RecoCert Files, Events, %Comp

    Columns 12-14 display information about the RecoCert files produced from the merged data in columns 8-11.   Each merged file of a given dataset is checked to see if it has a descendant with a file name of the form "cert_mergedfilename.root".    The parentage count of each merged file which has such a descendant are totaled to arrive at the file count in column 12.  The event counts of the descendant files are totaled to arrive at the event count in column 13.    Column 14 is the percentage by event count of raw data which have entries in RecoCert files.

Delta Files, Events

    Columns 15-20 contain the number of missing files and events for unmerged, merged, and RecoCert data in that order.   Note there is no additional consistency information in these nummbers.  They are simply differences caclulated from the preceeding columns.

Status

    Column 21 contains the completion status of the dataset.  The completion status is determined by comparing the raw, unmerged, and merged file counts.   The RecoCert counts are not considered in setting the status.    The possible values of the status are:

COMPLETE   =    No further processing to do.  All raw files in the dataset were successfully
                processed and merged and the merged files stored in SAM.
FINISHED   =    No further processing to do.  Some raw files failed reconstruction and cannot be recovered.
ACTIVE     =    Processing still in progress or not yet started.
RECHECK    =    Status to be rechecked at the next audit update.
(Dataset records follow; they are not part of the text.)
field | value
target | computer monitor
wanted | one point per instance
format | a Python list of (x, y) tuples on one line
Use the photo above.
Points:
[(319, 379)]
    The status of "FINISHED" cannot be unequivocally determined from the file counts.  If a dataset is merged before all files have been reconstructed then it may be incorreclty flagged as "FINISHED".    "FINISHED" datasets will be periodically reviewd to ensure their status is correct.

Version

    Column 22 contains the version of D0reco (and RecoCert) that was used to process the dataset.    This version is taken from the metadata of a merged TMB file (specifically, the last merged TMB reported by SAM).    Consequently, no verison will be rported until at least one merged TMB has been stored in SAM.   An ACTIVE dataset which does not yet have any merged TMB files in SAM will show '---------' in this column.